В те же часы, когда Наполеон громил под Йеной 2-ю армию князя Гогенлоэ, маршал Даву во главе своего корпуса (27 тыс. человек и 44 орудия) принял на себя под Ауэрштедтом удар 1-й, главной, прусской армии герцога Брауншвейгского численностью (по разным данным) от 50 до 60 тыс. человек с артиллерией из 230–250 орудий[251]. Где же был в часы этой битвы Бернадот, обязанный следовать со своим корпусом к Ауэрштедту «вместе с Даву»? Весь день 14 октября он блуждал между Йеной и Ауэрштедтом, вполне мог слышать канонаду и с того и с другого поля битвы, но остался в стороне от них, не сделав ни одного выстрела.
К Бернадоту мы ещё вернёмся. Посмотрим сначала, что и как сотворил под Ауэрштедтом Даву. Он, по-видимому, быстро понял, что остался один, без поддержки Бернадота, и что перед ним — превосходящие силы главной прусской армии (в подзорную трубу маршал мог определить войсковые штандарты противника и даже лицезреть особо пышную свиту герцога Брауншвейгского и самого короля). Даву не растерялся. Напротив, он вдохновил своих солдат зажигательным призывом: «Великий Фридрих говорил, что только «большие батальоны» решают исход сражения. Ерунда! Победу одерживают только самые упрямые и стойкие. Берите пример с вашего маршала, ребята!»[252]
Упрямство и стойкость, которые сам Даву и каждый из его «ребят» проявили под Ауэрштедтом, оказались невероятными. Они отразили мощную атаку 25 эскадронов кавалерии лучшего из прусских генералов, будущего фельдмаршала Г.Л. Блюхера; затем, стоя как скала, отбили шквал атак прусской пехоты, не дрогнули под массированным артиллерийским огнём противника, а когда натиск пруссаков ослабел, перешли в контратаку. Герцог Брауншвейгский (между прочим, «тесть наследника британского престола»[253]), который, по мнению Наполеона, «великолепно умел поставить армию в затруднительное положение, но не был в состоянии вывести её оттуда»[254], под Ауэрштедтом даже не успел проявить ни лучших, ни худших своих качеств. Он был смертельно ранен в начале сражения (картечью в лицо), что лишь усугубило расстройство боевых порядков его армии. Она бежала с поля битвы одновременно с бегством армии Гогенлоэ из-под Йены и в таком же хаотическом беспорядке.
По данным разных источников, пруссаки потеряли под Ауэрштедтом от 13 до 18 тыс. человек, убитыми, ранеными и пленными (в плен был взят и 82-летний фельдмаршал Р. Меллендорф), «помимо разбежавшихся и не вернувшихся в строй» (Н.А. Левицкий).

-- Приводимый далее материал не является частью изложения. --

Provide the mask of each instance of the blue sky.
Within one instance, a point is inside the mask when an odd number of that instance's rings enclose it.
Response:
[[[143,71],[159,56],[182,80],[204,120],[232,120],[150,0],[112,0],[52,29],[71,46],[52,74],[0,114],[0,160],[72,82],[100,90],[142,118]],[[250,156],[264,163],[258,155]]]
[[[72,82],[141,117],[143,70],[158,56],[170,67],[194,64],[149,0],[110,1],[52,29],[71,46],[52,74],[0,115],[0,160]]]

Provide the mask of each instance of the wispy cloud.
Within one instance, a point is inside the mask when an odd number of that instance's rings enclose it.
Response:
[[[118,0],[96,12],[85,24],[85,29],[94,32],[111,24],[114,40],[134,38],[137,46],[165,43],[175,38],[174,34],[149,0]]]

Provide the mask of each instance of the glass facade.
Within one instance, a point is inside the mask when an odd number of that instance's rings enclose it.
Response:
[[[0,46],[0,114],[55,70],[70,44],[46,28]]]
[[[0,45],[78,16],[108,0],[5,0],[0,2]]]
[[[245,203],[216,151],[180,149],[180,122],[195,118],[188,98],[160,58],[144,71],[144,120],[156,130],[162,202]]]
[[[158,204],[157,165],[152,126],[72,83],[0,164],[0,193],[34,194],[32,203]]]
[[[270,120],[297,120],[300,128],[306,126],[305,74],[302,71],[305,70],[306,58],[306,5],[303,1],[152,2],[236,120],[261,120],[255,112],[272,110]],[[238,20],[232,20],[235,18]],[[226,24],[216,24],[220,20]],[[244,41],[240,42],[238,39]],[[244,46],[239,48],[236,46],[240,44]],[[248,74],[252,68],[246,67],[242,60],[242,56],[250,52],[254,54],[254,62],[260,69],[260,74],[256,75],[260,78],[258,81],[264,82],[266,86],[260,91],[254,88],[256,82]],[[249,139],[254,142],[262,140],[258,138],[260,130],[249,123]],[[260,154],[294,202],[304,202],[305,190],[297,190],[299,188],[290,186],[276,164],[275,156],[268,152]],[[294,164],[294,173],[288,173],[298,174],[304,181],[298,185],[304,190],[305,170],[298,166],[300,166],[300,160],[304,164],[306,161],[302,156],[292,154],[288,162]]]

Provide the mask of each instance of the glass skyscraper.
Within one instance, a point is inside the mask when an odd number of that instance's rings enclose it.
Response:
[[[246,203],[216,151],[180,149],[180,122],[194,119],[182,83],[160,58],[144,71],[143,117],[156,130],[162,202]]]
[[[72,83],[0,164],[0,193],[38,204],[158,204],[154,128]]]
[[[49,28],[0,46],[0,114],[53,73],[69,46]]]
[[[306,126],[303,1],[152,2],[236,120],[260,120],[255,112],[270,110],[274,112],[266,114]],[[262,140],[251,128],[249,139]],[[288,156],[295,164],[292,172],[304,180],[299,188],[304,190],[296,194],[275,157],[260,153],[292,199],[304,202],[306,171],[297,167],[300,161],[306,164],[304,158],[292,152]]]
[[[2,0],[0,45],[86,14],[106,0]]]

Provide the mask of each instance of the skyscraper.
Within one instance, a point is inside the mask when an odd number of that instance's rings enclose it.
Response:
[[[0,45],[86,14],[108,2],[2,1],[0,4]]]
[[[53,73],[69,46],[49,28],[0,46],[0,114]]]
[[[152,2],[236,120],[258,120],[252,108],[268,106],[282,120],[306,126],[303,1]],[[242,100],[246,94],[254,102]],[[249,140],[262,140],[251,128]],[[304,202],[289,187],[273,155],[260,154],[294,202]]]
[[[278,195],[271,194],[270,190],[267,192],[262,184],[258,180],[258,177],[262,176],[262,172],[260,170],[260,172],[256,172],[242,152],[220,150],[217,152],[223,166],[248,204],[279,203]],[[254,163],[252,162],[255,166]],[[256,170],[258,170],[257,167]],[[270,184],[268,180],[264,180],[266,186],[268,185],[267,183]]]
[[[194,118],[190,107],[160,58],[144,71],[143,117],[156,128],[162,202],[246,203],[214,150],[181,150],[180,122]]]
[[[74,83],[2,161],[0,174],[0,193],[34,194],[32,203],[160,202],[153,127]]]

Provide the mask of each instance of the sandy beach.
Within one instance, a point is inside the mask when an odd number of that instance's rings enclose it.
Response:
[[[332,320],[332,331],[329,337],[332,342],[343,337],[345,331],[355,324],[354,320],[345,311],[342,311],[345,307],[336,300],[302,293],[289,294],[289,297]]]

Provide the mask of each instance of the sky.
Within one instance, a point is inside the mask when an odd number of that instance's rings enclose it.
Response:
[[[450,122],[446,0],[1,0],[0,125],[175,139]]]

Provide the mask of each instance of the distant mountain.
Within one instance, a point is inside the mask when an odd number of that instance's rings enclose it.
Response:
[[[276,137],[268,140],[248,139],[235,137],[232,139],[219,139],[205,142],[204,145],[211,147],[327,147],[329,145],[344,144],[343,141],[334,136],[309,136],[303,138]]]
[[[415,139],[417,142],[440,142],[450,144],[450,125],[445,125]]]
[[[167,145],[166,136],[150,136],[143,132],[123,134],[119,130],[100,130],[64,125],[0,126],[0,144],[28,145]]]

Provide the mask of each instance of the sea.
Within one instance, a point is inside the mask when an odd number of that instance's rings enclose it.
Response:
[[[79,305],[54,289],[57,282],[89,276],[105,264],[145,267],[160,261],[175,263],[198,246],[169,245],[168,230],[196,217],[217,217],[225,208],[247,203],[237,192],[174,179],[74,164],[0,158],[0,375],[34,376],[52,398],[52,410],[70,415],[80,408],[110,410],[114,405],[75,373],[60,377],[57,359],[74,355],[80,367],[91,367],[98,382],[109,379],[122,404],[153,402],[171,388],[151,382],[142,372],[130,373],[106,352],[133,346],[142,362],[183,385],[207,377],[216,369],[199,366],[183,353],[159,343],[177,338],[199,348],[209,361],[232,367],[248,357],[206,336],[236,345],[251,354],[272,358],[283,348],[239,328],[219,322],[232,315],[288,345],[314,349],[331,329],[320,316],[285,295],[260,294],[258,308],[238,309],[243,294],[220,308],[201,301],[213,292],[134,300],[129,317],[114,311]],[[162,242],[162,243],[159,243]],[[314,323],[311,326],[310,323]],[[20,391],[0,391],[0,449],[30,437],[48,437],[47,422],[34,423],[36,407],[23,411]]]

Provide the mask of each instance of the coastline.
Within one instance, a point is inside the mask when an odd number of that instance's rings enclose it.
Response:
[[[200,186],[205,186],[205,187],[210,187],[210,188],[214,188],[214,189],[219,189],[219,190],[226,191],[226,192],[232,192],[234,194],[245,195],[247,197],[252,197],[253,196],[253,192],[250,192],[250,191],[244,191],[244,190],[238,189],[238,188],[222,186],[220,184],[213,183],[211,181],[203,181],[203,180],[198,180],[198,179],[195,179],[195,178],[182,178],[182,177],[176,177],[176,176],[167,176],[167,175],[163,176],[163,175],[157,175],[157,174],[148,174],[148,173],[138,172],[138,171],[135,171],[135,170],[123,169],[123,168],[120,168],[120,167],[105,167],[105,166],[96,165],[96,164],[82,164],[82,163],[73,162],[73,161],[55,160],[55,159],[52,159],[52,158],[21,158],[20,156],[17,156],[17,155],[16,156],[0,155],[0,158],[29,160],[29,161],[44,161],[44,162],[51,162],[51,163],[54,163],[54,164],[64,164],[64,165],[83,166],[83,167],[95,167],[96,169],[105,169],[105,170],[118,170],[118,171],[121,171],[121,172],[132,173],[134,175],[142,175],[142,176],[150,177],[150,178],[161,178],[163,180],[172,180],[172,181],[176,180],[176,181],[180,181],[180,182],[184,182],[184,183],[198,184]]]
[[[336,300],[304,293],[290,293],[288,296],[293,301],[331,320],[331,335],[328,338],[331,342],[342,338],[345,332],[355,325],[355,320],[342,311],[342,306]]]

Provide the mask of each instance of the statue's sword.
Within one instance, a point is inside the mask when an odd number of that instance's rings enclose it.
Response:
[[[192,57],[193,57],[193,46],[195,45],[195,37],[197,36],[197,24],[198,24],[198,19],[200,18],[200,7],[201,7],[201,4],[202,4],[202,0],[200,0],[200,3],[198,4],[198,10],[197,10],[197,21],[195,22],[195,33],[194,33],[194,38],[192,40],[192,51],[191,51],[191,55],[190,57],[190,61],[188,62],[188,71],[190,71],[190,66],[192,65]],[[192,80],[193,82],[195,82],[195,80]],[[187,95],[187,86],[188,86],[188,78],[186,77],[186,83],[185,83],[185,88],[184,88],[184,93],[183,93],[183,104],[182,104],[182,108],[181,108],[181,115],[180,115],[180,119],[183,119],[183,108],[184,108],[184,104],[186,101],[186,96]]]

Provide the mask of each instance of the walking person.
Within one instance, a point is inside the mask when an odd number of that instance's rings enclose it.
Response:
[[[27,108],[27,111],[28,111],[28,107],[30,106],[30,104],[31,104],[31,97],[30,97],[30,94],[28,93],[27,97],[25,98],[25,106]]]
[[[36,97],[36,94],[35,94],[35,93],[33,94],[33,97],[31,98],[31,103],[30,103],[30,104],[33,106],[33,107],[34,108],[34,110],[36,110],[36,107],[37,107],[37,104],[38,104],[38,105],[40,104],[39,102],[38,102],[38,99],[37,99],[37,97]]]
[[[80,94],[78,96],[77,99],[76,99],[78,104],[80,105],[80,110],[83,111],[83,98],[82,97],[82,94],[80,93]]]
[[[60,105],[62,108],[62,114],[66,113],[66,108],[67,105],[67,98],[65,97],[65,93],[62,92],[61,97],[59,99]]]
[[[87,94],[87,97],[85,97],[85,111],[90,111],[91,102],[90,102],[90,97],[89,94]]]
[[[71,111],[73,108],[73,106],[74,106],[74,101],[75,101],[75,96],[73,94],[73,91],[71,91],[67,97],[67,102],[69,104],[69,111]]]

Потери французов превысили 7 тыс. человек. Как видим, победа досталась французам немалой ценой, но это была блистательная победа — самая выдающаяся в полководческой карьере маршала Даву и, главное, одна из исторически значимых в наполеоновской эпопее.

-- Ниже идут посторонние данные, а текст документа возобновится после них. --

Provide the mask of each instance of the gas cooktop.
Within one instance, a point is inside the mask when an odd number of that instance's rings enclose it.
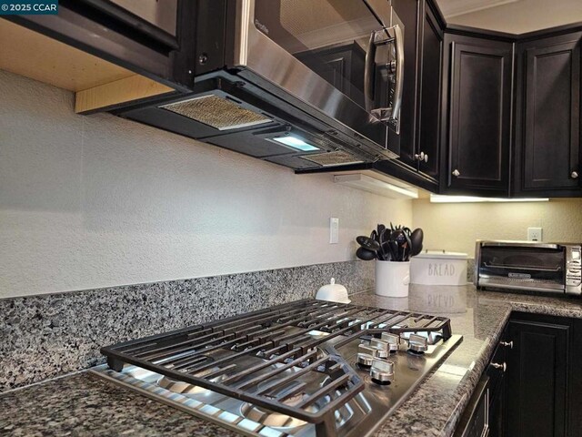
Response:
[[[246,435],[361,437],[461,340],[447,318],[306,300],[103,348],[93,371]]]

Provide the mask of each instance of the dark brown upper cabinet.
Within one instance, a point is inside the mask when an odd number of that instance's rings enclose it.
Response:
[[[436,14],[423,2],[419,22],[418,101],[416,151],[418,171],[438,184],[440,152],[440,98],[443,29]]]
[[[393,0],[405,25],[400,157],[376,169],[429,191],[439,188],[441,55],[445,23],[432,2]]]
[[[513,44],[446,34],[444,59],[441,191],[507,195]]]
[[[582,32],[517,46],[515,194],[581,196]]]

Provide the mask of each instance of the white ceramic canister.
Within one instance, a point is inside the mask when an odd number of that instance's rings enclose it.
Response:
[[[408,296],[410,261],[376,260],[376,294],[389,298]]]
[[[426,250],[410,262],[412,284],[467,285],[467,253]]]

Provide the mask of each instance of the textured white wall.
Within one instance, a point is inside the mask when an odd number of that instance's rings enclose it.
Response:
[[[545,241],[582,241],[582,198],[531,203],[430,203],[414,200],[413,223],[425,233],[425,249],[475,256],[477,239],[527,239],[542,227]]]
[[[440,0],[443,10],[447,4],[465,0]],[[471,2],[482,3],[486,2]],[[525,34],[557,25],[582,21],[580,0],[518,0],[487,9],[447,18],[451,24],[491,29],[510,34]]]
[[[0,71],[0,298],[354,259],[411,211]]]

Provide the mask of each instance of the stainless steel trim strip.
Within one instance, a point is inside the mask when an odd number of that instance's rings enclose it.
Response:
[[[540,243],[537,241],[479,241],[482,247],[517,247],[517,248],[538,248],[538,249],[560,249],[562,246],[555,243]]]
[[[487,264],[484,263],[485,267],[489,267],[491,269],[503,269],[505,270],[510,270],[512,269],[518,269],[521,270],[536,270],[536,271],[560,271],[562,269],[561,267],[557,267],[556,269],[543,269],[541,267],[533,267],[533,266],[501,266],[499,264]]]
[[[489,278],[483,278],[483,277],[479,279],[480,286],[489,285],[498,289],[524,290],[529,290],[529,291],[551,291],[551,292],[561,292],[561,293],[564,293],[566,291],[565,287],[560,284],[543,283],[536,286],[528,286],[524,284],[526,283],[517,284],[517,285],[507,284],[507,282],[503,282],[496,279],[489,279]]]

Сам Наполеон на следующий же день после Ауэрштедта, 15 октября, объявил в бюллетене Великой армии, «который был зачитан во всех войсках и даже во всех лазаретах»[255]: «Корпус маршала Даву совершал чудеса <…>. Этот маршал проявил выдающуюся храбрость и твёрдость характера — главные качества воина»[256]. Император пожалует маршалу титул герцога Ауэрштедтского, тем самым увековечив его главный триумф.

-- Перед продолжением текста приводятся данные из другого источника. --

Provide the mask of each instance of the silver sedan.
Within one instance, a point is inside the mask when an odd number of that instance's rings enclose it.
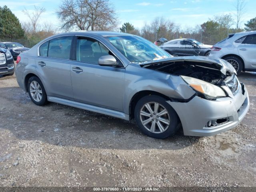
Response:
[[[43,40],[18,56],[20,86],[36,104],[55,102],[126,120],[163,138],[181,124],[185,135],[236,126],[249,101],[228,62],[174,57],[138,36],[80,32]]]

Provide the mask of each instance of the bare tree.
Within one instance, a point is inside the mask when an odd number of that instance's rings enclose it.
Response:
[[[116,28],[117,17],[109,0],[63,0],[56,12],[68,31],[77,27],[81,30],[109,30]]]
[[[245,6],[246,3],[244,0],[236,0],[235,4],[234,5],[236,10],[236,31],[239,28],[240,24],[242,21],[242,18],[245,13]]]
[[[164,37],[168,40],[173,38],[176,34],[174,23],[163,17],[156,17],[149,24],[145,24],[141,31],[141,35],[151,41]]]
[[[32,34],[35,34],[37,32],[38,26],[38,21],[41,15],[46,11],[46,10],[44,7],[34,7],[34,10],[32,13],[26,8],[22,10],[22,12],[26,15],[29,19],[28,22],[23,24],[23,26],[26,27],[27,30],[31,31],[30,32]]]

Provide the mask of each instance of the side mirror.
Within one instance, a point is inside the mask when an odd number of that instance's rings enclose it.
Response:
[[[111,66],[117,64],[116,58],[112,55],[102,56],[99,58],[98,63],[100,65]]]

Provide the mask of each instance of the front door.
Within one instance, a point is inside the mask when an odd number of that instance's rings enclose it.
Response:
[[[72,36],[58,37],[39,48],[37,71],[48,96],[73,99],[70,77],[70,49]]]
[[[75,61],[71,65],[74,100],[122,111],[124,95],[125,69],[101,66],[101,56],[111,54],[101,43],[91,38],[78,37],[74,47]]]

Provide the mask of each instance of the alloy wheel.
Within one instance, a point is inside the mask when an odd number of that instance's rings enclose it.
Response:
[[[144,127],[154,133],[164,132],[170,124],[167,110],[156,102],[149,102],[143,105],[140,115]]]
[[[228,59],[226,61],[231,64],[233,67],[236,70],[236,71],[238,71],[239,70],[239,64],[234,59]]]
[[[33,81],[30,86],[30,92],[33,99],[39,102],[42,97],[42,92],[40,84],[36,81]]]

Возвращаемся теперь к Бернадоту. Дэвид Чандлер так объяснил причину его странного «блуждания» 14 октября 1806 г. между Йеной и Ауэрштедтом: «Причина была или в полной некомпетентности и отсутствии оперативного мышления у Бернадота, или, что более вероятно, в его чисто профессиональной ревности»[257]. Думается, инкриминировать Бернадоту как военачальнику некомпетентность и недомыслие несправедливо, но его «профессиональная ревность» (к Даву, к другим маршалам и к самому Наполеону) здесь проявилась не в первый и не в последний раз и, как подметил Чандлер, «едва не стоила Бернадоту головы»[258]. Великая армия — от императора до рядовых солдат — восприняла поведение Бернадота именно как военное преступление. «Армия ожидала, что Бернадота сурово накажут», — вспоминал барон М. де Марбо[259]. Император действительно подписал было приказ отдать Бернадота под суд военного трибунала, но спохватился (подумал и о жене маршала Дезире Клари, бывшей когда-то его, Наполеона, невестой, и о том, что сестра жены Бернадота замужем за братом Наполеона Жозефом) и собственный приказ порвал. О своём отношении к этому «делу» Бернадота Наполеон откровенно рассказал тогда генерал-адъютанту и министру полиции Р. Савари: «Это дело настолько возмутительно, что, если я отправлю его в трибунал, это будет равнозначно моему приказу о расстреле; для меня лучше не говорить с ним об этом, но я постараюсь, чтобы он знал, каковы мои мысли о его поведении. Я думаю, что у него есть понятие чести, чтобы осознать, какой позорный поступок он совершил»[260].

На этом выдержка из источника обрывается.